Nach den massiven israelischen Angriffen auf den Süden des Libanon sind Tausende Familien geflohen und harren nun in Hotels oder bei Freunden und Verwandten in der Hauptstadt Beirut aus. Eine von ihnen ist Fatima Ezzeddine: "Wir sind nur mit dem Nötigsten in einer kleinen Tasche entkommen", erzählt sie der Deutschen Presse-Agentur. "Mein im Ausland lebender Bruder hat uns in einem Hotel zwei Zimmer gebucht".
Vorher habe sie zehn Stunden lang im Stau gesteckt, um aus dem Süden des Landes bis nach Beirut zu kommen, sagt sie. Bei den Luftangriffen seien ihr Nachbarhaus in Tyros stark beschädigt und mehrere Menschen getötet und verletzt worden. An den Hauptstraßen, die aus dem Süden nach Beirut führen, herrscht an diesem Dienstagmorgen weiterhin Stau. Viele stehen unter Schock und wirken müden von der Reise.

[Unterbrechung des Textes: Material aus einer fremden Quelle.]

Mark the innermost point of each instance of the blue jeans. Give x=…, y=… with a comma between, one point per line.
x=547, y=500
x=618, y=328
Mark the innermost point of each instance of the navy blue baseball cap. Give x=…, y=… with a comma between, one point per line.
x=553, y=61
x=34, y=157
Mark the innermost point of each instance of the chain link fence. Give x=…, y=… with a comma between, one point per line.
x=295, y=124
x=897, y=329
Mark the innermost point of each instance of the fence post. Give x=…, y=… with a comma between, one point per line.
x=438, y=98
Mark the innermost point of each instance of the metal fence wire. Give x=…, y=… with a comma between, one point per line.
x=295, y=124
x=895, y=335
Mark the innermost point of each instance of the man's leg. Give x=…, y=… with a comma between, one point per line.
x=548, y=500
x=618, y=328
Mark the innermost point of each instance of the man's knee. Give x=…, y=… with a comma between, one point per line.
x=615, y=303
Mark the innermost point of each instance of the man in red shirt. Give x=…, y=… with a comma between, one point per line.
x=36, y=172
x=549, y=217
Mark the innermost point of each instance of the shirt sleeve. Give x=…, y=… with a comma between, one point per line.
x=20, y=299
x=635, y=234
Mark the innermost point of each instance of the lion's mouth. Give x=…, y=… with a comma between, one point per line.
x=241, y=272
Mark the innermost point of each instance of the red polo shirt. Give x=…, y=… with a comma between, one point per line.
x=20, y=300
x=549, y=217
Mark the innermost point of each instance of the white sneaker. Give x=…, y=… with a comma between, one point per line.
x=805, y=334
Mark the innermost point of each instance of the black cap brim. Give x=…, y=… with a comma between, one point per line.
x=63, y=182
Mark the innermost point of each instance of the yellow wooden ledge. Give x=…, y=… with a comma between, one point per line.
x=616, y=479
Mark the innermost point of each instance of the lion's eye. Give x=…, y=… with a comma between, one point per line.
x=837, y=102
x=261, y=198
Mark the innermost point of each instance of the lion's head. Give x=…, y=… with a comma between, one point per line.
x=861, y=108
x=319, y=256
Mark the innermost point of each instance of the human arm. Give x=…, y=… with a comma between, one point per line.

Auch am Dienstag fliegen Raketen
Seit der neuerlichen Eskalation zwischen Israel und dem Libanon mussten insgesamt rund 150.000 Menschen ihre Wohnorte auf beiden Seiten der Grenze verlassen. Vor seinen erneuten Angriffen warnte Israels Militär die Zivilbevölkerung im Libanon wohl durch automatisierte Anrufe und SMS-Nachrichten. Berichten zufolge wurde dazu aufgerufen, sich bis auf Weiteres von Dörfern fernzuhalten, in denen Waffen der Hisbollah gelagert seien. Das israelische Militär griff nach eigenen Angaben auch an diesem Dienstag zahlreiche Hisbollah-Stellungen im Libanon an. Im Süden seien Dutzende Ziele beschossen worden.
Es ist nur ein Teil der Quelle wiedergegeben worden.